What did the '70s and '80s Howard have to say about Medicare? That is was a "miserable cruel fraud", a "scandal", a "total and complete failure", a "quagmire", a "total disaster", a "financial monster" and a "human nightmare". He would "pull Medicare right apart" and "get rid of the bulk-billing system", which was an "absolute rort". He said he was going to confine bulk-billing to pensioners and to the disadvantaged, with doctors free to charge whatever fees they chose. Sound familiar? He said only pensioners and the disadvantaged should be entitled to free hospital care.

What did the new, 1995 Howard have to say? "We are going to keep Medicare lock, stock and barrel" and "unequivocally retain bulk-billing". Sincerity oozed from every pore.

Now it's Medicare's turn to go the way of other fake undertakings from 1995. Medicare, both in the form of support for bulk-billing and health funds for the states, has been starved of cash. At the same time a huge $2.3 billion annual subsidy has been given to the private health system through the health insurance funds.

As a consequence, the public health system is under tremendous pressure. Howard, having deliberately created the problem, says ­ sincerely, of course ­ that it needs to be reformed. But his reforms are, in fact, designed to hasten the decline of public health services. Here's how.

First, the reduction in the real value of the Medicare rebate has made bulk-billing, the cornerstone of Medicare, less and less acceptable to doctors. This will not change under the reforms. This is no accident but deliberate government policy. There is no more effective way to reduce bulk-billing than this.

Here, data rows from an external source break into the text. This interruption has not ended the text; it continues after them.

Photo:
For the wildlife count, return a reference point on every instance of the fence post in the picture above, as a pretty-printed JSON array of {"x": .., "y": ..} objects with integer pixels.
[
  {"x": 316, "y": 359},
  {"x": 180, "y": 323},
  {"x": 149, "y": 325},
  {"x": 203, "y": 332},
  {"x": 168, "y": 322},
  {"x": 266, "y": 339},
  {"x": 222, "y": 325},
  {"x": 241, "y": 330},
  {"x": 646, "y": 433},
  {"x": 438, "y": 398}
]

Second, one of the attractions of bulk-billing is its relative administrative simplicity for doctors. Under the new proposal, it will be just as administratively simple for doctors to charge more than the scheduled fee ­ another strike against bulk-billing.

Third, by allowing gap insurance for amounts higher than $1000, there will be substantial inflationary pressure on doctors' fees, and where specialists are involved $1000 a year is easily exceeded.

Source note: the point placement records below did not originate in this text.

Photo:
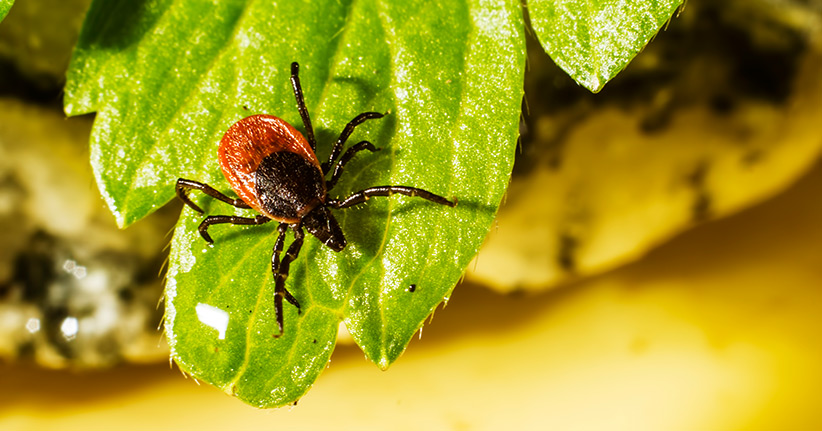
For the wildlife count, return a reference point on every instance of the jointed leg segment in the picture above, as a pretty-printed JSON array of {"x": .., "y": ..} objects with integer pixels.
[
  {"x": 183, "y": 185},
  {"x": 280, "y": 270},
  {"x": 210, "y": 220},
  {"x": 349, "y": 129},
  {"x": 298, "y": 94},
  {"x": 349, "y": 154},
  {"x": 363, "y": 195}
]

Fourth, the new payment system for non-bulk-billed patients is more convenient for patients but will also make opaque the $25 rebate part of the cost. It will be much easier for doctors to appear to raise their fees from only $10 to $15, say, than from $35 to $40.

Fifth, if the declared incentives in Howard's plan work, then eventually only one-third of Australians will be bulk-billed. That is the end of Medicare and cost containment.

Opposition health spokesman Stephen Smith has already struck some shrewd blows, notably that in future forget your Medicare card ­ you'll need your credit card.

All in all, the changes are classic Howard. He is destroying Medicare, but in a politically cautious and pragmatic way, denying with all that wonderful sincerity of which he is capable that he's doing any such thing. How proud Giraudoux would be of him.

Michael Costello, former secretary of the Department of Foreign Affairs and Trade and Department of Industrial Relations, was chief-of-staff to former Opposition leader Kim Beazley.